Yaptığımız alıntılardan anlaşılacağı üzere, İmam-ı Gazâlî’ye karşı “aklı ilâhlaştıran” İbn-i Rüşd’ü önümüze süren Haçlılar şunu demek istiyorlar: “Akıllı olun, akıllı!.. Bizim bunca silâhımız var... Gelişmiş teknolojimiz var... Sizin neyiniz var? Nerde gelişmiş silâhlarınız? Nerde teknolojiniz? Bizi neyle yeneceksiniz? Aklınızı kullanın! Bizim istediğimiz şekilde dininizi yaşarsanız, hayatınızı garantiye alırız! Akıllı olun, akıllı!.. Neyinize güveniyorsunuz?..”

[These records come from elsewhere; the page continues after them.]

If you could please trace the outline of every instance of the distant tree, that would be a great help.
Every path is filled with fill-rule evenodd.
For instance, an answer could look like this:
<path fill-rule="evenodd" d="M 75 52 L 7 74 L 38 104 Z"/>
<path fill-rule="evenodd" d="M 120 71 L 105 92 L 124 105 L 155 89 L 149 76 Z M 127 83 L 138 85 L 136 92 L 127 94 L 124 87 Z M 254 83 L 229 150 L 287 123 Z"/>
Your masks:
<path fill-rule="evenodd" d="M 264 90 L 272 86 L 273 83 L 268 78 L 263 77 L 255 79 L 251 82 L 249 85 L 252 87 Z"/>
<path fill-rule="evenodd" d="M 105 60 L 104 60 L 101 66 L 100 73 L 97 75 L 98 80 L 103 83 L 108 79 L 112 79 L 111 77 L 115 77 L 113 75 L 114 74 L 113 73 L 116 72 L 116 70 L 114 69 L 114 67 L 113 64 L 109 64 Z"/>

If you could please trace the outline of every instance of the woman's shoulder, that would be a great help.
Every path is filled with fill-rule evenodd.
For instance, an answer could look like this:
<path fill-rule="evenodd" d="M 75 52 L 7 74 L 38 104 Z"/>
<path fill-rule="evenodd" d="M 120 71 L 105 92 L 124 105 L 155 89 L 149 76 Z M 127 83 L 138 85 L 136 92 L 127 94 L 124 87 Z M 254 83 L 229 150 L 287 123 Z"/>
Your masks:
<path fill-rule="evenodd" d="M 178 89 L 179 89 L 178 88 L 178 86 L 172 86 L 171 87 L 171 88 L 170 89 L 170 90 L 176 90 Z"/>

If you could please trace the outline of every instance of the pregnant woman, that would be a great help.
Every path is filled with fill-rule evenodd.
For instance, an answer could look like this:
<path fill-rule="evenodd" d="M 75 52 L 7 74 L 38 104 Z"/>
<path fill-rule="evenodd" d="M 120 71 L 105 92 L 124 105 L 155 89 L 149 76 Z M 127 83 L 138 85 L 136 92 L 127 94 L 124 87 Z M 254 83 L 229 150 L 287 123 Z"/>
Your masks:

Müslümanlar olarak haykırmamızın zamanıdır:

"Allahımıza güveniyoruz!.. Allahımıza!..”





Dipnotlar:

*Beni, İslâm düşüncesi ve felsefe üzerine yeterince bilgi sahibi olmama rağmen bu konuda yazı yazmaya iten sebeb (daha doğrusu, tahrik eden): Hürriyet Gazetesi’nde yazan Hadi Uluengin adlı soytarının, “.. Gazali yobazlığının karanlığına karşı İbn-i Rüşd aydınlığını tercih ederim...” meâlindeki cümleleridir. (11 Eylül 2002 ve daha önceki yazıları.) Umutediyorum ki, bu yazı da, İslâm düşüncesi ve felsefe konularında ihtisas sahibi gönüldaşları “tahrik” eder de bu konudaki kapsamlı yazılarını okuruz!..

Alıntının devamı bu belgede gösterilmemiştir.